President Donald Trump on Thursday threatened to slap a 10% tariff on $300 billion of Chinese imports from next month, sending global markets tumbling and investors fleeing to safe-havens like U.S. Treasuries and the Japanese yen.
China on Friday said it would not be blackmailed and warned of retaliation.
“The tariff threat was a splash of cold water, the market had became accustomed to the current state of U.S-China trade negotiations, but a hike in tariffs wakes you up to the fact that the trade war is still with us,” said Michael Antonelli, market strategist at Robert W. Baird in Milwaukee.
“If the trade war rhetoric is going to continue to ramp up, then the Fed is going to have to continue to fight that with monetary policy.”
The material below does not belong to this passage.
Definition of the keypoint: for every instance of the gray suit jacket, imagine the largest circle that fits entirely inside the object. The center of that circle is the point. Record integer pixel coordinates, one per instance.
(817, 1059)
The Labor Department said nonfarm payrolls increased by 164,000 jobs last month and the economy created 41,000 fewer jobs in May and June than previously reported. However, July’s numbers were in line with economists’ expectations.
Technology companies, which get a sizeable portion of their revenue from China, were the hardest hit, down 1.88%, weighed by iPhone maker Apple Inc and chipmakers.
The Philadelphia Semiconductor index slipped 1.61%, while shares of Apple fell 2.4%.
The sudden escalation in trade rhetoric follows the Federal Reserve on Wednesday playing down expectations of further aggressive monetary policy actions after cutting interest rates for the first time in a decade.
Hopes that the Fed would be more accommodative to counter the impact of the bruising trade war had helped Wall Street’s main indexes hit record highs last month.
Traders of short-term interest-rate futures are now pricing in an about 80% chance of a rate cut next month, and an about 70% chance of a further reduction in December, according CME Group’s FedWatch tool. [MMT/]
At 11:18 a.m. ET, the Dow Jones Industrial Average was down 201.88 points, or 0.76%, at 26,381.54, the S&P 500 was down 26.02 points, or 0.88%, at 2,927.54. The Nasdaq Composite was down 117.00 points, or 1.44%, at 7,994.12.
The S&P 500 slipped below its 50-day moving average, a closely watched indicator of short-term momentum, during the session.
The defensive real estate, utilities, and consumer staples sectors were the only S&P sectors trading higher. [O/R]
The second-quarter earnings season is in full swing, with 74.4% of the 355 S&P 500 companies that have reported so far beating profit estimates, according to Refinitiv data.
NetApp Inc slumped 21.1% after the data storage equipment maker lowered its forecast for the first quarter and 2020, blaming a weakening macro environment.
Declining issues outnumbered advancers for a 2.51-to-1 ratio on the NYSE and for a 2.96-to-1 ratio on the Nasdaq.
The S&P index recorded eight new 52-week highs and 10 new lows, while the Nasdaq recorded 12 new highs and 144 new lows.